Per the OP's request, I will attempt to explicitly answer his single-sentence questions.
First I need you to define bit rate.
Bit rate is the number of bits per second used to encode a video stream (which itself has an implicit data rate based on the number of pixels (width x height), the pixel depth (dynamic range, color gamut), and frame rate). Here is an example: 1080p24 HD video feeding a 8-bit color (RGB) display theoretically has a data rate of 1920x1080 x 24 bits x 24 frames per second = 149.299200 megabytes per second, or 1.194393600 gigabits per second. Not all HD video is created equal: the full data rate (1.194 Gbps) means every pixel gets every bit fully represented. But it is quite common to encounter 4:2:2 video (which cuts the data rate by a third) and 4:2:0 video (further reducing data rates). You can read about these here: https://en.wikipedia.org/wiki/Chroma_subsampling
And how compressing comes along it?
This sentence is not grammatically meaningful. I'm guessing the question is "how is the compression rate related to the bit rate?" in which case the answer is the compression rate is the ratio of the data rate to the bit rate. If the data rate is 1.2Gbps and the bit rate is 28Mbps, the compression ratio is 43 (rounding up).
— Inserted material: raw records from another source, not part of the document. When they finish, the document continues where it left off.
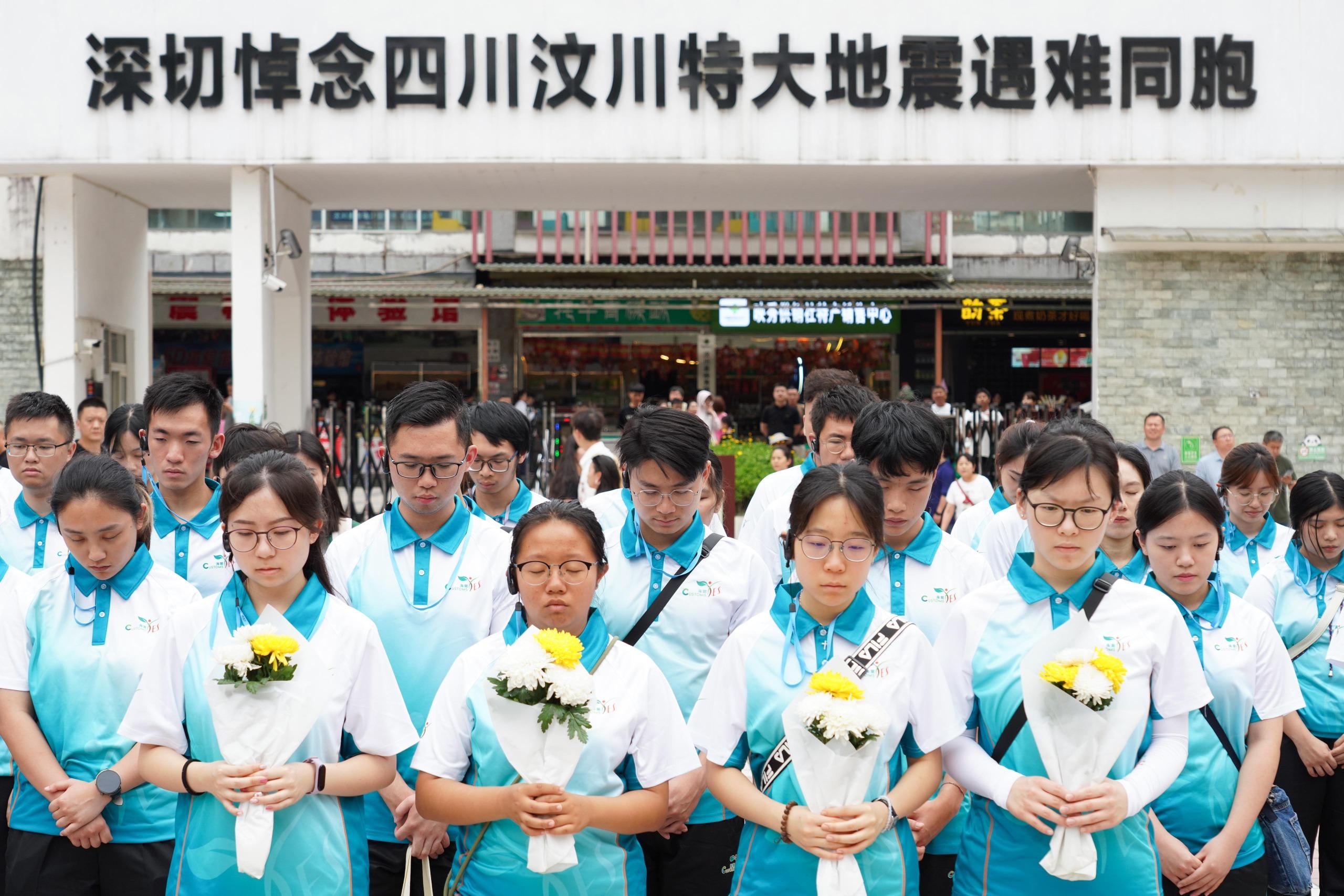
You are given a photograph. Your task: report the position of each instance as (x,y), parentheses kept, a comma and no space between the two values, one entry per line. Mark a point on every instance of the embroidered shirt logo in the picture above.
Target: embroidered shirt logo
(143,625)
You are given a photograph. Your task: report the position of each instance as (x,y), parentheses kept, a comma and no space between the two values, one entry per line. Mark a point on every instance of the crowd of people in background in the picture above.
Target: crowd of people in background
(945,542)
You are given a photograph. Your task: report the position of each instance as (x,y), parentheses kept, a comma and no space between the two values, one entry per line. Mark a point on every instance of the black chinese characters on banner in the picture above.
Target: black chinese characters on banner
(191,71)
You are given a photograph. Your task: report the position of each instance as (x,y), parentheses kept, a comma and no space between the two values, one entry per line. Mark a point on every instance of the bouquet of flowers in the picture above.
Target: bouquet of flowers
(543,669)
(1081,718)
(264,704)
(835,734)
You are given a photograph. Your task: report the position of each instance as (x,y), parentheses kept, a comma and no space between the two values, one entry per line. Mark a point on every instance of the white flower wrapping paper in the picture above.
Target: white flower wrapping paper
(539,758)
(264,729)
(1077,745)
(834,774)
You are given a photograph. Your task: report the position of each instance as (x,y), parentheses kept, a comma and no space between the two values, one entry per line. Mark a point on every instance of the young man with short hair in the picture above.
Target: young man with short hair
(1275,442)
(39,440)
(502,437)
(92,416)
(918,574)
(774,484)
(432,577)
(667,458)
(834,417)
(588,433)
(1162,458)
(182,438)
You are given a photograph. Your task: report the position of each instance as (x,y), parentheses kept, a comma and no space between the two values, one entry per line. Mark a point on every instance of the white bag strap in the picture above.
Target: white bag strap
(426,880)
(1319,629)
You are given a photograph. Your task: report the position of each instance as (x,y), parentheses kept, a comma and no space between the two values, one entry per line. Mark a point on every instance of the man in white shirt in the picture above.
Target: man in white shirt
(776,484)
(1210,467)
(588,433)
(832,417)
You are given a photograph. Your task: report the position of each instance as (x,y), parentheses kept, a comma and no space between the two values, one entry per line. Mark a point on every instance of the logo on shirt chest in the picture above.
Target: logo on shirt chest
(144,625)
(1116,644)
(706,589)
(940,596)
(1233,645)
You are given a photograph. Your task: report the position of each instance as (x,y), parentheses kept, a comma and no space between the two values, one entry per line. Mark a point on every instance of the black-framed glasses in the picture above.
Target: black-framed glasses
(42,449)
(244,541)
(539,571)
(498,465)
(853,550)
(1053,515)
(414,469)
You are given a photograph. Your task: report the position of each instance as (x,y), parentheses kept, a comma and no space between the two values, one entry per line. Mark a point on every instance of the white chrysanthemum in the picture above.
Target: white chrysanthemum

What's that 'two frames containing one color, the colors are treated as one color'?
This single sentence contains two completely separate ideas. "Two frames containing one color" likely means that for a region of the image (which may be only a pixel, or which may be a group of pixels), the color of the region is the same from frame to frame. In this case, one need not explicitly encode all of the region for both frames, but one can describe the region for one frame and then reference it in the other frame.
The completely different idea is that multiple colors that we perceive to be very close, either visually or spatially, can be merged into a single color covering a larger region. A blue sky might have millions of very slightly different pixels, but visually they may be represented by perhaps a few dozen different colors of blue. If this is done poorly, we perceive banding of colors, loss of detail, or other artifacts.
Is IT the compressing?
It is one of the means of preparing the image to be more effectively compressed, but not the only one. Said another way...Compressing video by decimating chroma information is one way to reduce video data, but that's often the start, not the end of the compression story. Consumer cameras tend to record video at a rate of about 28 megabits per second. Some, like the GH4, can do up to 200 megabits per second. Those are the bitrates of the compressed video codec.
And, how does increasing resolution while keeping bit rate constant, make the image quality worse?
The bitrate defines how many bits per second you can use to create the illusion of displaying the full data rate of the video format you are trying to represent. The more resolution you have, the more bits you will need to use to represent details that can be discerned in that high-resolution image. The more you try to preserve color fidelity across the whole 24-bit color gamut, the more bits you will need for that, too. It is obviously impossible to perfectly cover every pixel in a 1.2Gbps data stream with a 28Mbps bit rate. In fact, you cannot cover even 3% of it perfectly! But the human eye is easily fooled: if 30 consecutive frames are identical, a clever encoder can spray out a vague outline in the first frame and then successively refine each subsequent frame with more spatial and chroma resolution until, after the 30th frame, what is on the screen is indeed a perfect representation of the unchanging image.
In the real world, video doesn't stay completely still for seconds on end, but neither does it meaningfully change at every pixel location at every frame. (If it did, images would look a lot more like static than anything we could make sense of.) One can measure how much meaningful change exists between frames on average, and how much one can tolerate approximations that allow the same pixel to be treated as the same value between the two frames without destroying the integrity of the perceived image. That can then be calculated as a bit rate.
The bottom line (and answer to the above question) is that increasing resolution while keeping the bit rate constant magnifies compression artifacts without increasing actual image quality. The result is a perceived loss of image quality.
And, what if a video has only 1 Mbps bit rate?
Alternatively, you can define a bit rate, such as 1Mbps, and you can go about trying to encode the change from one image to another by identifying what parts of the image are most important, visually, and then using your bit rate budget to allocate pixel data to those areas first while leaving the rest of the image unchanged. There will come a point when things fall apart: there's just not enough bit rate to faithfully represent or follow the changes of the original data. But obviously if you need to preserve a lot of spatial resolution, you need lots of bits to keep that info correct. If you don't have the bits, you fill in the holes with guesses, and too many wrong guesses makes the resolution suffer.
And how does increasing frame rate while keeping bit rate constant, make image quality worse?
Increasing the frame rate while keeping the bit rate constant means that more individual images must be constructed from a constant amount of information. If you have a 1Mbps bit rate and you try to show 12 frames per second, you have a budget of 83kb to form each frame. If you keep the bit rate constant and increase the frame rate to 120 frames per second, you have a budget of 8kb to form each frame. They human eye can do a certain amount of temporal integration, so there are cases where it is possible to trade off spatial resolution (fewer bits per frame) for temporal resolution (more frames per second), but there are limits. Once the limit is exceeded, perceived image quality suffers.